Sua produção cinematográfica, bem como toda sua teoria cinematográfica,
compilada em Empirismo Herético, é toda demarcada por esse desejo plástico de
mostrar o real tal qual é. Nessa perspectiva, o cinema, para Pasoline, não é apenas um
mero suporte, um suporte meramente diferente para expressar uma mesma idéia que
poderia ser dita em outro tipo de suporte, como o da literatura, por exemplo, ou da
música. O cinema possui sua peculiaridade epistemológica por assim dizer. Algumas
coisas apenas podem ser mostradas por esse tipo próprio de expressão. Claro que toda
essa teoria tem um fundo de embate com a chamada nacionalização da língua italiana. A
Itália era um acervo dialetal, naquela época. A nacionalização do florentino coincide
com a instrumentalização da língua. Uma língua feita e escolhida para os signos do
poder. Tal língua contaminada não mais atenderia os propósitos artísticos de Pasoline.

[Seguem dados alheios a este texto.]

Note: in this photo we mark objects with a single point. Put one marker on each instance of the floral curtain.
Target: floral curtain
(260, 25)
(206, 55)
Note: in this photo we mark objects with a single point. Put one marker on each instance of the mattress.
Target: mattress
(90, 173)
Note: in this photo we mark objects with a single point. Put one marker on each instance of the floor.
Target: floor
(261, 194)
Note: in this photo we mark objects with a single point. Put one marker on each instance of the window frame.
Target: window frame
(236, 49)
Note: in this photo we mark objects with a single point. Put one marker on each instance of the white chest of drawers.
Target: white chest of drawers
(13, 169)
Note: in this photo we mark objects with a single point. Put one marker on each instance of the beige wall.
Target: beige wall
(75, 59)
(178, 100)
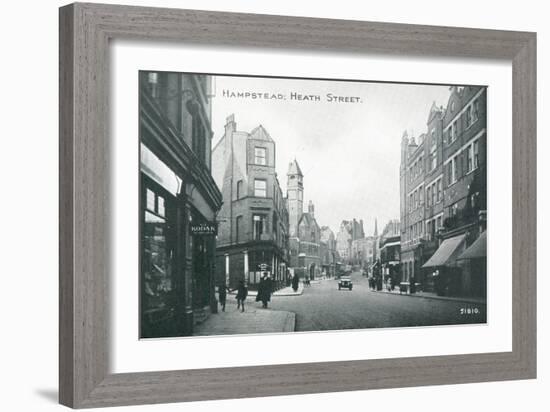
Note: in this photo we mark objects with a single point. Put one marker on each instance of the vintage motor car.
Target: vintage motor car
(345, 282)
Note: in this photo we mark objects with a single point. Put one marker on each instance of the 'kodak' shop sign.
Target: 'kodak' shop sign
(203, 229)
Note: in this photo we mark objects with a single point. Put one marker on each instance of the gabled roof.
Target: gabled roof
(259, 133)
(433, 111)
(294, 168)
(308, 219)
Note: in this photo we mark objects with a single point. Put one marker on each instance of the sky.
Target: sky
(349, 151)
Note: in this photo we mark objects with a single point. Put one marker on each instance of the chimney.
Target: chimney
(311, 209)
(230, 125)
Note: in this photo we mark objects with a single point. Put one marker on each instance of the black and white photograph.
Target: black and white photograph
(283, 205)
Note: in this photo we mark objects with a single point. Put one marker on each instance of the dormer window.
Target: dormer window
(260, 156)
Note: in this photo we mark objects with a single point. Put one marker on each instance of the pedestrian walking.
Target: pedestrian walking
(222, 295)
(242, 293)
(295, 282)
(264, 291)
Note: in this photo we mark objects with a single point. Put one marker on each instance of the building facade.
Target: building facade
(329, 255)
(253, 221)
(350, 241)
(305, 233)
(443, 195)
(390, 251)
(178, 196)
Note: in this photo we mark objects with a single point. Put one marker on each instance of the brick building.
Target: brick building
(177, 196)
(305, 233)
(443, 195)
(253, 221)
(329, 255)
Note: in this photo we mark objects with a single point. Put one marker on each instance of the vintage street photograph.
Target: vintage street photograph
(282, 205)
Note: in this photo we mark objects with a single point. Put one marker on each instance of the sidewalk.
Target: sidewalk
(253, 320)
(430, 295)
(288, 291)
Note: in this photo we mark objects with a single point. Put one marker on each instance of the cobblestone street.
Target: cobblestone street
(323, 307)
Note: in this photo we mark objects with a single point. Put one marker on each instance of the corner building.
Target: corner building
(253, 221)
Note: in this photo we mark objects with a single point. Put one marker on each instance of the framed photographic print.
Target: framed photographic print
(324, 205)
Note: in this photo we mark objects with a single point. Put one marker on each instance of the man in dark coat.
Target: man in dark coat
(222, 295)
(242, 293)
(295, 281)
(264, 291)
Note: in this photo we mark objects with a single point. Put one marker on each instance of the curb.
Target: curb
(452, 299)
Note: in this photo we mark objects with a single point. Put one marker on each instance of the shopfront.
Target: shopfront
(178, 203)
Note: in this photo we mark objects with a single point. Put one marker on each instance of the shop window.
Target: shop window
(476, 154)
(260, 156)
(238, 229)
(259, 223)
(198, 137)
(157, 254)
(239, 189)
(260, 188)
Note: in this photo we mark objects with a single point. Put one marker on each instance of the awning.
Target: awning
(390, 244)
(446, 253)
(478, 249)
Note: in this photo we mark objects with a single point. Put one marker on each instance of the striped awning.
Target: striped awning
(447, 252)
(477, 250)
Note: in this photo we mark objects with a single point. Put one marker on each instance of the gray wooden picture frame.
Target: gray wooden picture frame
(85, 32)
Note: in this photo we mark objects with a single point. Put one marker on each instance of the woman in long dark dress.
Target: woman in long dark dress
(242, 293)
(264, 291)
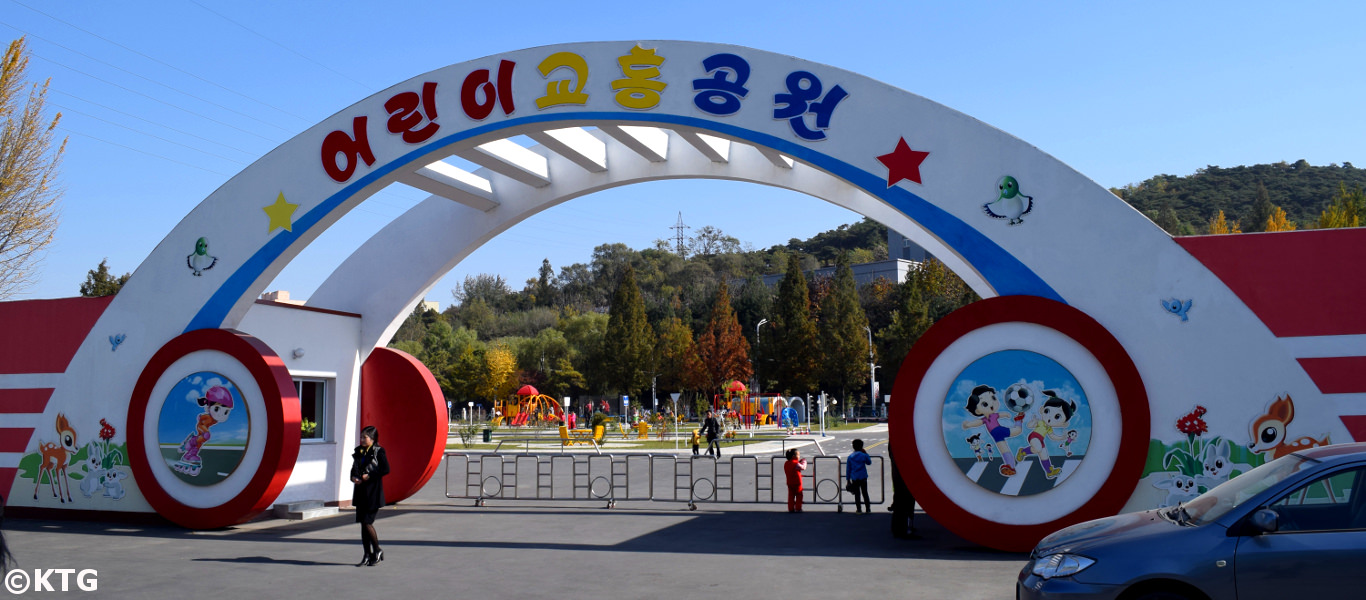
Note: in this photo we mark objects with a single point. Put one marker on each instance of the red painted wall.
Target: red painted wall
(402, 399)
(1299, 283)
(44, 335)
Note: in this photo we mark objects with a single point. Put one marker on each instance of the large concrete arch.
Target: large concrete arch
(1010, 219)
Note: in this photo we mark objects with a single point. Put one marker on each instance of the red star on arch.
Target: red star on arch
(903, 163)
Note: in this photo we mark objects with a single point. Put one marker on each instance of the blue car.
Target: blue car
(1291, 526)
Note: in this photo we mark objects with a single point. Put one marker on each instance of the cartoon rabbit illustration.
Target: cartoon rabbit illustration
(93, 470)
(1179, 488)
(1216, 465)
(112, 485)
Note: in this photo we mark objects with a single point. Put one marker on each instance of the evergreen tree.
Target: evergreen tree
(843, 339)
(1277, 220)
(100, 283)
(629, 343)
(753, 305)
(544, 291)
(1219, 226)
(1262, 209)
(721, 347)
(910, 320)
(794, 331)
(563, 379)
(1346, 208)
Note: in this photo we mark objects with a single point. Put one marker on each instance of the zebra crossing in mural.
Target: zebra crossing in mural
(1029, 476)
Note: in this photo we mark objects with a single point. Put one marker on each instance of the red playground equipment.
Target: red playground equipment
(749, 409)
(527, 407)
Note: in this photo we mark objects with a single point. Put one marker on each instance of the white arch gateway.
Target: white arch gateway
(1088, 301)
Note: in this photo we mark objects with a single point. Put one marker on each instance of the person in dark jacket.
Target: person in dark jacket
(903, 506)
(6, 558)
(369, 465)
(712, 429)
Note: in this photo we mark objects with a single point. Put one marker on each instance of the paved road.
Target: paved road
(533, 550)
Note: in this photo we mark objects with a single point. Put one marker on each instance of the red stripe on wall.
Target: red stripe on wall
(7, 474)
(1297, 282)
(14, 439)
(23, 401)
(41, 336)
(1355, 425)
(1337, 375)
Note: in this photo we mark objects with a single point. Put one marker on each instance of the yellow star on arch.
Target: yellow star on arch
(280, 213)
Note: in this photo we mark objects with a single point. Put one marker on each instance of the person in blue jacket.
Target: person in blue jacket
(857, 476)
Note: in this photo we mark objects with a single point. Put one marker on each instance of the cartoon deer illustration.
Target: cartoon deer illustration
(1269, 435)
(55, 458)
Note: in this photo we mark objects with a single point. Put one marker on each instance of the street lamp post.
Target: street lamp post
(674, 397)
(758, 383)
(872, 372)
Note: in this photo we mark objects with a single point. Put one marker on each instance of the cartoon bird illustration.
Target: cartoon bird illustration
(201, 261)
(1011, 204)
(1178, 308)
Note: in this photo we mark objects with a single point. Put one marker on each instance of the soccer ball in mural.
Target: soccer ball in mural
(1019, 398)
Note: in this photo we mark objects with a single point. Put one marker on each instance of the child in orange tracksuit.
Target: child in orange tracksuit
(794, 466)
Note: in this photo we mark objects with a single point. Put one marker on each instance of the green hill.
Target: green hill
(1301, 189)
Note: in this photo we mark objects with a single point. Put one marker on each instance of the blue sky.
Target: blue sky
(164, 101)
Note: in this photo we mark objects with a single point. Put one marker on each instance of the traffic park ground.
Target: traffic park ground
(437, 547)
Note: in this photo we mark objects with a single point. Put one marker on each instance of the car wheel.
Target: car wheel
(1161, 595)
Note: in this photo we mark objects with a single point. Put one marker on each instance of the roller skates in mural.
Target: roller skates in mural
(189, 466)
(190, 462)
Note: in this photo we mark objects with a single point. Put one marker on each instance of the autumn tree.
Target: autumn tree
(843, 341)
(629, 343)
(676, 357)
(1219, 224)
(1277, 220)
(910, 320)
(721, 347)
(496, 379)
(100, 282)
(794, 331)
(28, 172)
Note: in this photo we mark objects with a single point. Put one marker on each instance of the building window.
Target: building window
(313, 409)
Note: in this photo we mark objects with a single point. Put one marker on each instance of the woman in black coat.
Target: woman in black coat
(369, 465)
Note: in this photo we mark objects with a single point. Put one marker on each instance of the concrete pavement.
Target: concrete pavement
(532, 550)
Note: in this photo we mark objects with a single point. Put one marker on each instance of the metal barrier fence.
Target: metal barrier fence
(653, 477)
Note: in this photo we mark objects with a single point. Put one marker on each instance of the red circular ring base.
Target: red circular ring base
(1070, 321)
(282, 435)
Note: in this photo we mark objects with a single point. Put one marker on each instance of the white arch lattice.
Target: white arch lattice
(1081, 245)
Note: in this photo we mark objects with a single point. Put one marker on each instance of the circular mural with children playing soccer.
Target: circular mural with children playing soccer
(204, 428)
(1016, 423)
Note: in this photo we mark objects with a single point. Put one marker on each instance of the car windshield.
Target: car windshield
(1234, 492)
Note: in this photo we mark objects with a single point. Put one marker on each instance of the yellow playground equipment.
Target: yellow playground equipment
(527, 407)
(750, 409)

É
necessária outra linguagem: a linguagem do real.
Mas é isso: a existência de Pasoline foi toda ela um ato incômodo. Sua crítica
sempre ácida e cheia de realismo. Em tudo soube ser um intelectual engajado, mesmo já
desprovido de grandes esperanças para o amanhã. Pasoline morreu cedo; quem sabe se
sua existência se estendesse mais uma migalha de tempo sobre esta terra sua revolta se
tornaria possibilidade de revolução. Mas creio que não, pois o mundo só tem se tornado
mais feio desde antes. De alguma forma é como se não houvesse possibilidade de
devolver à existência qualquer possibilidade de beleza.